JAKARTA, KOMPAS — Badan Pusat Statistik menyebutkan pada Oktober 2018 terjadi inflasi sebesar 0,28 persen. Penyebab utama inflasi itu adalah kenaikan harga pangan, terutama cabai merah, dan bahan bakar minyak nonsubsidi.
Kepala Badan Pusat Statistik Suhariyanto dalam konferensi pers di Jakarta, Kamis (1/11/2018), mengatakan, inflasi bahan makanan sebesar 0,15 persen dan memberikan andil terhadap inflasi sebesar 0,04 persen. Bahan pangan yang menyumbang inflasi adalah cabai merah 0,08 persen, beras 0,01 persen, dan cabai rawit 0,01 persen.
”Inflasi Oktober 2018 juga disebabkan naiknya pertamax pada minggu kedua Oktober. Kontribusi kenaikan harga bahan bakar minyak nonsubsidi itu sebesar 0,03 persen terhadap keseluruhan tingkat inflasi,” ujarnya.
Menurut Suhariyanto, inflasi tertinggi berada di Palu, Sulawesi Tengah, yaitu 2,27 persen. Kenaikan harga bahan makanan olahan, semen, transportasi, dan bahan bakar minyak menjadi penyebabnya.
Palu mengalami inflasi tertinggi karena sedang dalam pemulihan pascagempa dan tsunami. Proses pemulihan tengah berlangsung dan pada bulan depan diperkirakan harga-harga tersebut membaik dan terkendali.
”Kami berharap pemangku kepentingan terkait menjaga inflasi agar tidak terlalu tinggi pada dua bulan ke depan. Waspadai kenaikan harga bahan pangan, seperti beras dan bahan pangan musiman, karena sudah mulai bergerak naik,” katanya.
BPS mencatat, harga gabah kering panen (GKP) di tingkat petani pada Oktober 2018 naik 0,98 persen dari bulan sebelumnya menjadi Rp 4.937 per kilogram. Adapun di tingkat penggilingan, harga GKP dan gabah kering giling (GKG) masing-masing naik 0,98 persen menjadi Rp 5.039 per kg dan 1,22 persen menjadi 5.568 per kg.

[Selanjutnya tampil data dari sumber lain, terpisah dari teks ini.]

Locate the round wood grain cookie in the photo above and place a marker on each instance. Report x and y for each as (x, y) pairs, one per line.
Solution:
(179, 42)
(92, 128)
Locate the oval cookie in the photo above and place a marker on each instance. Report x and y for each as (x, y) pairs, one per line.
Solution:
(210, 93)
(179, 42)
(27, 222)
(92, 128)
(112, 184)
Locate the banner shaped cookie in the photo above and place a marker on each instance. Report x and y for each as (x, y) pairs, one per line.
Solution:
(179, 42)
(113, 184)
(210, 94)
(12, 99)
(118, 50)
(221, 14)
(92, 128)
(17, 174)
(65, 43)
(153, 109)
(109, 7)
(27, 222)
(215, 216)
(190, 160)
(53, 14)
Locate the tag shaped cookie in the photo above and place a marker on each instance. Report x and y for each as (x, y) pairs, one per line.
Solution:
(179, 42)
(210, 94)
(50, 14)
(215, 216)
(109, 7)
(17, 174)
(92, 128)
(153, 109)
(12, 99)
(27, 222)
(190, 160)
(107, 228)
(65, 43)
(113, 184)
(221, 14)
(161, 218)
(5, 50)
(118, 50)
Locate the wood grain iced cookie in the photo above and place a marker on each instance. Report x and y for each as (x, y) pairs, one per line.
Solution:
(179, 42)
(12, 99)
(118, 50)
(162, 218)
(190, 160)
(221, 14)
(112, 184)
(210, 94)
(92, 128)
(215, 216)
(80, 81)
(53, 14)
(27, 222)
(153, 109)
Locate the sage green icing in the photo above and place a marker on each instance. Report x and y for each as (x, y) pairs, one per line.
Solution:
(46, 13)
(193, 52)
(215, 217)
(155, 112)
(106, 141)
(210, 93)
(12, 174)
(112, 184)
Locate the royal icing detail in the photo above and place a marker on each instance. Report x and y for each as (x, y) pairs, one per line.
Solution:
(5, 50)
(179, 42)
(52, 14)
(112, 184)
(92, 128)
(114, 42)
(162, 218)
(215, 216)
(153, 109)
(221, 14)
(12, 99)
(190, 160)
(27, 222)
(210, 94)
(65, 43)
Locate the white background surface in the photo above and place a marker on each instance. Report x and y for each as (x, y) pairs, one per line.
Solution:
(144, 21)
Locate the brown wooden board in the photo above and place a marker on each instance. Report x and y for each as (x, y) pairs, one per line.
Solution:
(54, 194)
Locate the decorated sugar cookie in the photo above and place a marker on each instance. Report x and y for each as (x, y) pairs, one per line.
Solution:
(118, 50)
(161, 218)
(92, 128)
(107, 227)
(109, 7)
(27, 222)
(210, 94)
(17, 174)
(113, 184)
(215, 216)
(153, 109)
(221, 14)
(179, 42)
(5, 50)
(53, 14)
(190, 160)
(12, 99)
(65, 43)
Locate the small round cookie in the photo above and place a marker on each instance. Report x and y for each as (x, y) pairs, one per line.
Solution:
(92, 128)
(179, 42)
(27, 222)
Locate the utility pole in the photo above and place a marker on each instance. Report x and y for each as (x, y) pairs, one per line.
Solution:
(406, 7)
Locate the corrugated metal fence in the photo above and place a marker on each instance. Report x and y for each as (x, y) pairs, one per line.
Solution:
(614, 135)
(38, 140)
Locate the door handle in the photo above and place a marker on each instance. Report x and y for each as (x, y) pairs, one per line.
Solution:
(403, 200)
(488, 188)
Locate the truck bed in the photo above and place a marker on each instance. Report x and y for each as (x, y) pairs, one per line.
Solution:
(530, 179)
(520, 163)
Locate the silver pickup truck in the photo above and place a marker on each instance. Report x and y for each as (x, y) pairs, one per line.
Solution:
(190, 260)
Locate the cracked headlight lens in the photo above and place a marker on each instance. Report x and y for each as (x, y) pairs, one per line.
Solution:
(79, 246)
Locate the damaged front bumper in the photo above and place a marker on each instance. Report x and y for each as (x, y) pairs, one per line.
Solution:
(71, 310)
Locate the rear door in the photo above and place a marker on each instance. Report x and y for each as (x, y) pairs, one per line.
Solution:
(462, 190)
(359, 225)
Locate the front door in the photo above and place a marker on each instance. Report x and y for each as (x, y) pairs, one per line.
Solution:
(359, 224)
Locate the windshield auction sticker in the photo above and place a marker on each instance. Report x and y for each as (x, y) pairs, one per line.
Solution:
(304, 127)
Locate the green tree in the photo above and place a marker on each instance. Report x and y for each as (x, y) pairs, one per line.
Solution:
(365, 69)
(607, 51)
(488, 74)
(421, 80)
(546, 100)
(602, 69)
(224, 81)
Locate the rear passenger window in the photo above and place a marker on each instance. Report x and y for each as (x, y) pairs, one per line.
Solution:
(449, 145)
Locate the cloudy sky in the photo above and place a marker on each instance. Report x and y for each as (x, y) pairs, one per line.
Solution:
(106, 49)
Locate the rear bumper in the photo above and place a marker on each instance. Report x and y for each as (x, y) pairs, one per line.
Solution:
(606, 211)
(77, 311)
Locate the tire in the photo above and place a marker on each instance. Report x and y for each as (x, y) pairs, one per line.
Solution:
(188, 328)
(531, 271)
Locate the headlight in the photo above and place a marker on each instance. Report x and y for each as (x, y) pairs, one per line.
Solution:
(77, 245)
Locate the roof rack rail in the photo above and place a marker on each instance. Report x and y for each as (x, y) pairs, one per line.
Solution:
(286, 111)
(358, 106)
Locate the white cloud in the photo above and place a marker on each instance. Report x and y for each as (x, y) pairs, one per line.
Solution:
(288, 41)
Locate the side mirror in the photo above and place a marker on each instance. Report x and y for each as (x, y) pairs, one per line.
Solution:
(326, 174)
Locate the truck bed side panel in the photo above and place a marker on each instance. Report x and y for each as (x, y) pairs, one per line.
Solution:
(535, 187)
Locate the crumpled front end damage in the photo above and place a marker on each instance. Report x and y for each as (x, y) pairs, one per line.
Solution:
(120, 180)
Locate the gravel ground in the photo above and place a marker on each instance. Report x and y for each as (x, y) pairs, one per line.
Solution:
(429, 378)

Sementara harga beras medium di penggilingan pada Oktober 2018 sebesar Rp 9.395 per kg, naik 0,92 persen dari September 2018.
Secara umum, BPS mencatat, inflasi secara tahun kalender sebesar 2,22 persen dan secara tahunan 3,16 persen. Inflasi tersebut masih terkendali dan berada di bawah target inflasi pemerintah sebesar 3,5 persen.